Doch sind die 3,36 Millionen Euro nur ein rein theoretischer Wert. Es gibt nämlich zwei Arten von Auflagen, die Druckauflage und die Verkaufsauflage. Acht Millionen Stück betrug die Druckauflage. Je vier Millionen Marken gingen in die Filialen und an die Verkaufsstellen des Sammlerdienstes der Deutschen Post. Das bedeutet aber noch lange nicht, dass sie auch verkauft wurden. Im Gegenteil, in den Filialen liegen Zuschlagsmarken gewöhnlich wie Blei in den Auslagen. Auch der Sammlerdienst verzeichnet ein stetig nachlassendes Interesse. Damit kommt dann wieder der Erlös von circa einer Million Euro ins Spiel. Dieser spiegelt die Verkaufsauflage. Rechnet man von einer Million Euro Erlös hoch, kommt man bei 42 Cent Zuschlag auf eine Verkaufsauflage von gut 2,38 Millionen Stück. Das ist, vergleicht man die Zahlen mit den bekannten Auflagen der Zuschlagsmarken vor 2013, ein durchaus respektabler Wert. Geht man davon aus, dass Zuschlagsmarken üblicherweise fast nur von Sammlern gekauft werden, kann man relativ sicher einschätzen, dass für den philatelistischen Markt genügend Exemplare der Hochwasser-Zuschlagsmarke vorhanden sind. Ausdrücklich bestätigte Nimindé-Dundadengar, dass das Ministerium nur die Druck-, nicht aber die Verkaufslage mitteilte: „Bei der kommunizierten Zahl handelt es sich – wie auch sonst bei den Angaben zu den Auflagen von anderen Sonderpostwertzeichen üblich – um die Druckauflage. Die Verkaufszahlen werden üblicherweise nicht kommuniziert.“

Der Unterschied zwischen Druck- und Verkaufsauflage ist vor allem bei Zuschlagsmarken relevant. Diese haben eine begrenzte Verkaufszeit an den Schaltern. Beim Sammlerdienst sind sie zwar länger erhältlich – die inzwischen abgeschafften „Erlebnis: Briefmarken“-Teams warteten mit manchem Schätzchen in den Schatullen auf –, müssen aber irgendwann auch abgerechnet werden; die Zuschlagsempfänger brauchen das Geld schließlich. Daher kann man davon ausgehen, dass die Auflagen der Zuschlagsmarken ab 2013 stets deutlich geringer ausfallen, als dies offiziell mitgeteilt wurde. Anders schaut dies bei den meisten Sondermarken aus. Diese bleiben so lange im Verkauf, bis alle Bogen Käufer gefunden haben. Die eine oder andere Remission dürfte es geben, beispielsweise weil Postfilialen schließen. Auch können Kunden verdorbene Marken zurückgeben und erhalten im Gegenzug verwendbare. Faktoren wie diese fallen aber nicht sonderlich ins Gewicht. Lediglich nach Portoänderungen kann die Verkaufsauflage deutlich unter der Druckauflage liegen, wenn die Post Marken zu alten Portosätzen nicht mehr an den Schaltern vorhält. Zuletzt war dies Mitte 2019 der Fall. Zum kommenden Jahreswechsel möchte die Deutsche Post die Entgelte erneut anheben.

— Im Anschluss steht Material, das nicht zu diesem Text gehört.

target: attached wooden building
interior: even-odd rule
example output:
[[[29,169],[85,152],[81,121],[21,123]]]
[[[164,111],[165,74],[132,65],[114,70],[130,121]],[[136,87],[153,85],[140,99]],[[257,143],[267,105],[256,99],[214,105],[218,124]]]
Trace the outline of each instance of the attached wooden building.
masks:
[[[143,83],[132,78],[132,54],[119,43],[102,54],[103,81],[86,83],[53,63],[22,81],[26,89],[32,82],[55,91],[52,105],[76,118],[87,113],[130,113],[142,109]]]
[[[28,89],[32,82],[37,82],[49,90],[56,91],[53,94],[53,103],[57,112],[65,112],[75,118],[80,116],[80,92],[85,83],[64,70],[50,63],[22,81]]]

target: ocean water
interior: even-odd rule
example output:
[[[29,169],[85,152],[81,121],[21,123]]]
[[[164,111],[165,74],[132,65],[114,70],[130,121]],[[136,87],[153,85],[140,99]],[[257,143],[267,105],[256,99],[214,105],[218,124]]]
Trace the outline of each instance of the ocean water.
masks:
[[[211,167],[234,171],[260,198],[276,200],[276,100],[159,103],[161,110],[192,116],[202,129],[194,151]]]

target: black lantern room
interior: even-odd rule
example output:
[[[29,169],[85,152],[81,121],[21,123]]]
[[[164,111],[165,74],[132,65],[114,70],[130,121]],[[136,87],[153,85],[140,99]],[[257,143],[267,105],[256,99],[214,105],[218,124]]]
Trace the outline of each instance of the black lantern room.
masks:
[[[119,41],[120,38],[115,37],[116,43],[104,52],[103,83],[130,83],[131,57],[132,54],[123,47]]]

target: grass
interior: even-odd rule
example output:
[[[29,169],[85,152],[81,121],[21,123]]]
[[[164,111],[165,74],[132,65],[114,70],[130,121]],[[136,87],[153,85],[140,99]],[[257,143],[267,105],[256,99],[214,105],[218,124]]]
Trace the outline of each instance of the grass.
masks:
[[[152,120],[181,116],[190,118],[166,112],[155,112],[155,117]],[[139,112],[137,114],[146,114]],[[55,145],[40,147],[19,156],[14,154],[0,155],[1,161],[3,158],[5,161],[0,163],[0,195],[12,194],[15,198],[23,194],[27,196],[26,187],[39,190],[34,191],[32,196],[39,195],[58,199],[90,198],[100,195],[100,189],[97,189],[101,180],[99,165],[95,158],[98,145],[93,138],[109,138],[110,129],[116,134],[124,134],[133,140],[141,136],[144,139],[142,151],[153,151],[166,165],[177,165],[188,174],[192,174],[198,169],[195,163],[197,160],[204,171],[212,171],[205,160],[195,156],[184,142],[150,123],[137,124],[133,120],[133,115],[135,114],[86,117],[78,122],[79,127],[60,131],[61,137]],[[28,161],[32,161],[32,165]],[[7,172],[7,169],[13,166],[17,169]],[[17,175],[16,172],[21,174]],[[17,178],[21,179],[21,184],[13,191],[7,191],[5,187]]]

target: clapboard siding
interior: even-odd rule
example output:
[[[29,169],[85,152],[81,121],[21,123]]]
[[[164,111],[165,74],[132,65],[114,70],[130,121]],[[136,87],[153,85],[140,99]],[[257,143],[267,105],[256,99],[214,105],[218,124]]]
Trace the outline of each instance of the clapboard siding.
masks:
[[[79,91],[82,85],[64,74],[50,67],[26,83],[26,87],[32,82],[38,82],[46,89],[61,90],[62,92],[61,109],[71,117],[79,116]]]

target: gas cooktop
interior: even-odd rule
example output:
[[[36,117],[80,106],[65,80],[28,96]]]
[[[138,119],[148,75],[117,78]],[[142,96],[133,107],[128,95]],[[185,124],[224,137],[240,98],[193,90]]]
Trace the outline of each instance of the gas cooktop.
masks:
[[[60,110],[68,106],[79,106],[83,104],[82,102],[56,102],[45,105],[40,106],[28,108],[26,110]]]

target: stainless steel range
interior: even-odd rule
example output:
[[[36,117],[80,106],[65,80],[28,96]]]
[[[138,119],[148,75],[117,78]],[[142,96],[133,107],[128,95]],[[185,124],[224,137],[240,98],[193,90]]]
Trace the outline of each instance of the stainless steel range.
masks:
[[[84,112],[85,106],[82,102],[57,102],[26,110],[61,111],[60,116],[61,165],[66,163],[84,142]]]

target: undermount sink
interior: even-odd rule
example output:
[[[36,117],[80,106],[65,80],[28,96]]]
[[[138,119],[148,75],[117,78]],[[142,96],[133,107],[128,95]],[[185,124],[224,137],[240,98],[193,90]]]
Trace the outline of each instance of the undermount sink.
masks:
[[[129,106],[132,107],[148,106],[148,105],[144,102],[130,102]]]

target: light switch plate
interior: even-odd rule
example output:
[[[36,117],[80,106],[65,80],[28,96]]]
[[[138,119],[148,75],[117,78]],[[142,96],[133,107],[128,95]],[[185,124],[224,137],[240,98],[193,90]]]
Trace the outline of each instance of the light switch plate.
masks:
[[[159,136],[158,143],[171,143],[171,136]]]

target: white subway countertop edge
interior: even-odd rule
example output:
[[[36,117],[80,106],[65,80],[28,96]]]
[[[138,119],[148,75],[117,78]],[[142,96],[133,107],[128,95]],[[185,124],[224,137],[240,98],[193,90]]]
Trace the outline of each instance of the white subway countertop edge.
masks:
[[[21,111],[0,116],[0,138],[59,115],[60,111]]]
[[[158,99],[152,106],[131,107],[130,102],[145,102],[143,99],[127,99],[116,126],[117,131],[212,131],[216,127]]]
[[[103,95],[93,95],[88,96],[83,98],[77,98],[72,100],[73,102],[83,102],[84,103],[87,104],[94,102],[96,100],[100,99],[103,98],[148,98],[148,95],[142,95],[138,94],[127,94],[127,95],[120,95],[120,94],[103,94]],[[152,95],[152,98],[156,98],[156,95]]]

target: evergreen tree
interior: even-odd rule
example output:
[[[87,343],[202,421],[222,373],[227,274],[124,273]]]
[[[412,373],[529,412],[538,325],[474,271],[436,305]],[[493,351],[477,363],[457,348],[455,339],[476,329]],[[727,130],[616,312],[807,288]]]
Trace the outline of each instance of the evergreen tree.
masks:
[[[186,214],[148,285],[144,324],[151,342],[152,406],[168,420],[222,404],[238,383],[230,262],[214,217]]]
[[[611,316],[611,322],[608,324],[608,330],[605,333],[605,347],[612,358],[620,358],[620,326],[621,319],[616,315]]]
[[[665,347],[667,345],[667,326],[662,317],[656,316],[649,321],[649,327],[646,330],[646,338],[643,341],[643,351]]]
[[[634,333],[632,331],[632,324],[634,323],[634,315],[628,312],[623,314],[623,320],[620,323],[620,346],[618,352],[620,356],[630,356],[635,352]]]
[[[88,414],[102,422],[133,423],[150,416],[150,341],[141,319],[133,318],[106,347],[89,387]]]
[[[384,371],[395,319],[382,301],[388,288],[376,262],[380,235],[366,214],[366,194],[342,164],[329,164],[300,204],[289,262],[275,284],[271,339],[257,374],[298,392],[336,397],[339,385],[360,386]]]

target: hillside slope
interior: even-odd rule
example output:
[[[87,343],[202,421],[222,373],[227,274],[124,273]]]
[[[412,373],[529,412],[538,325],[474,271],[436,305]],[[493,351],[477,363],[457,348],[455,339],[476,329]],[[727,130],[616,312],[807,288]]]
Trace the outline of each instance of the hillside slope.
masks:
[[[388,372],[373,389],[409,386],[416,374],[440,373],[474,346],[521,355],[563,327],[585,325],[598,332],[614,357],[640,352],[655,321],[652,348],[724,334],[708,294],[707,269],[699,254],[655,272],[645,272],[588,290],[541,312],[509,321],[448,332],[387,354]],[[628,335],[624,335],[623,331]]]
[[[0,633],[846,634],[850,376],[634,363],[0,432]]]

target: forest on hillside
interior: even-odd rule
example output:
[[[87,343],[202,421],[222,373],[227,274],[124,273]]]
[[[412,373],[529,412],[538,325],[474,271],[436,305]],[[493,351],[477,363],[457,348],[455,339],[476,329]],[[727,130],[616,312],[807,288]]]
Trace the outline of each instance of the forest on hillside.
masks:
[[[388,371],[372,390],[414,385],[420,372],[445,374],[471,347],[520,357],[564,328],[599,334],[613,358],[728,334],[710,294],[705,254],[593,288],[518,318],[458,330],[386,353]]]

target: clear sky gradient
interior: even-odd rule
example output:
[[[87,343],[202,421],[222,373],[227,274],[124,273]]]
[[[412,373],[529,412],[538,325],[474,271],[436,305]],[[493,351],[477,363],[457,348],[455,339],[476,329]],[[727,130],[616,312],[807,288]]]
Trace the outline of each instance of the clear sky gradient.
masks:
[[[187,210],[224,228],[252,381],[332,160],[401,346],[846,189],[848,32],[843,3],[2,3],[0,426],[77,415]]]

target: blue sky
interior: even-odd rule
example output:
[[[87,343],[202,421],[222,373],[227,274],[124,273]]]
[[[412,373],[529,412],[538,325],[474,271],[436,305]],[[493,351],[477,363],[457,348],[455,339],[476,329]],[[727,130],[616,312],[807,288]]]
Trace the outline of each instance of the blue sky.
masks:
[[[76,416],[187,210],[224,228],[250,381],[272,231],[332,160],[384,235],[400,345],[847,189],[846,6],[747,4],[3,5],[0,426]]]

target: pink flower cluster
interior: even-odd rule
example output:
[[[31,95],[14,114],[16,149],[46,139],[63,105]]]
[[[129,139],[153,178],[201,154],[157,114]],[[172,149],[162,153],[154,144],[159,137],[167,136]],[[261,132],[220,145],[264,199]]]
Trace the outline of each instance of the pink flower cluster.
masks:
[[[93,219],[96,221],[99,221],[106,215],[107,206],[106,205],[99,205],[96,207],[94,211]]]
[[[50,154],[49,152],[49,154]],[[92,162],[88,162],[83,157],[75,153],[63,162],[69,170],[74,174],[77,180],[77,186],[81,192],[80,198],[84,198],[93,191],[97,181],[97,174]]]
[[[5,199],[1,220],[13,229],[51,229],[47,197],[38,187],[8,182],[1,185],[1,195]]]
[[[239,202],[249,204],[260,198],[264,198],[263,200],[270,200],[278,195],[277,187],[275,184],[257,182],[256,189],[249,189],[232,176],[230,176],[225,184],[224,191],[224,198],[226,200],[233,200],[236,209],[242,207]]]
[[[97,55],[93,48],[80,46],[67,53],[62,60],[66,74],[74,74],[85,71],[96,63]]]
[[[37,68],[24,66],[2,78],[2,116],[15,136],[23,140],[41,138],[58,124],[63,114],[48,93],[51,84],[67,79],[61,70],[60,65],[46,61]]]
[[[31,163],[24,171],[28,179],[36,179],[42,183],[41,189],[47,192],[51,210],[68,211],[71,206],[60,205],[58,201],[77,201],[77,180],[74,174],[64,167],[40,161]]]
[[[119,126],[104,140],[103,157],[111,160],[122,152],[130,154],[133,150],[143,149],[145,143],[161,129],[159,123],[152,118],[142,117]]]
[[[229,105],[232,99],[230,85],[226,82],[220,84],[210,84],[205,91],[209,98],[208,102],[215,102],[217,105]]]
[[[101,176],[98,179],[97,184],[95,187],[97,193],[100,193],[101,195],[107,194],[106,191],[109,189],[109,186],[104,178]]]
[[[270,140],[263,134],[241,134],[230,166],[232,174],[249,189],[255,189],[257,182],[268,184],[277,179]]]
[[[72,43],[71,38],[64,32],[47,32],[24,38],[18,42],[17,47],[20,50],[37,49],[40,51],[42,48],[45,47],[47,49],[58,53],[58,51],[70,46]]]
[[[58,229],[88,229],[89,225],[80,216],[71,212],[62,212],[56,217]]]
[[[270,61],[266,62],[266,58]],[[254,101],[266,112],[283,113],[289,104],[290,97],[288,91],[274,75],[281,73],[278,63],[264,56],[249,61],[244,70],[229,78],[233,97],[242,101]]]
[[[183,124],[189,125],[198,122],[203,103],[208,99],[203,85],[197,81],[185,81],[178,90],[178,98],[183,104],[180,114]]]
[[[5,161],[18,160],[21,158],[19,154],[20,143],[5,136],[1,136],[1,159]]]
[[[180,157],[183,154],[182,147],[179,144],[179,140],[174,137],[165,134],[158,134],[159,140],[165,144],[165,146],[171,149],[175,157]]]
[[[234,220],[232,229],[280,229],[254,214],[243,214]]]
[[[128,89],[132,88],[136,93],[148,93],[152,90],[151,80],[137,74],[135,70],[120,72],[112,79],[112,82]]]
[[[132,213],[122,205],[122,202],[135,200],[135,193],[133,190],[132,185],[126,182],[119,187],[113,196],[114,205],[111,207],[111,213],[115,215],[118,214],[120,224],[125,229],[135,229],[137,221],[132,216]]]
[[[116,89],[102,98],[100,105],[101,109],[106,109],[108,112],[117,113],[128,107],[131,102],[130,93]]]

Die Unterscheidung zwischen Druck- und Verkaufsauflage gilt für die ab 2013 ausgegebenen Sonder- und Zuschlagsmarken. Für die Jahre zuvor hatte die Deutsche Post jeweils die Verkaufsauflagen mitgeteilt. Für die fünfziger und sechziger Jahre kann man annehmen, dass die letztendlich verkaufte Auflage etwas unter den von der Deutschen Bundespost mitgeteilten, äußerst runden Werten – meist 20 oder 30 Millionen Stück – liegt. Damals waren Briefmarken nämlich nur für einen begrenzten Zeitraum frankaturgültig. Folglich konnten sie nur bis zu einem festgesetzten Zeitpunkt verkauft werden. Auch durften Postkunden nach dem Ende der Frankaturgültigkeit Briefmarken in den Postämtern gegen noch gültige umtauschen. Eventuell existieren zu den Mengen, die am Rückzugstag noch vorlagen respektive umgetauscht wurden, Unterlagen im Bundesarchiv. Für den philatelistischen Markt dürfte es angesichts der großen Gesamtauflagen aber keine nennenswerte Rolle spielen, ob ein paar hunderttausend oder gar eine Million Marken weniger in Umlauf gekommen sind als bislang angenommen. Höchstens für die ersten Jahrgänge Bund wären genauere Auflagezahlen, sofern sie beschaffbar sind, hilfreich. Die postseitig mitgeteilten Auflagen der Zuschlags- und Freimarken dürften derweil durchgehend den Verkaufsauflagen weitgehend entsprechen.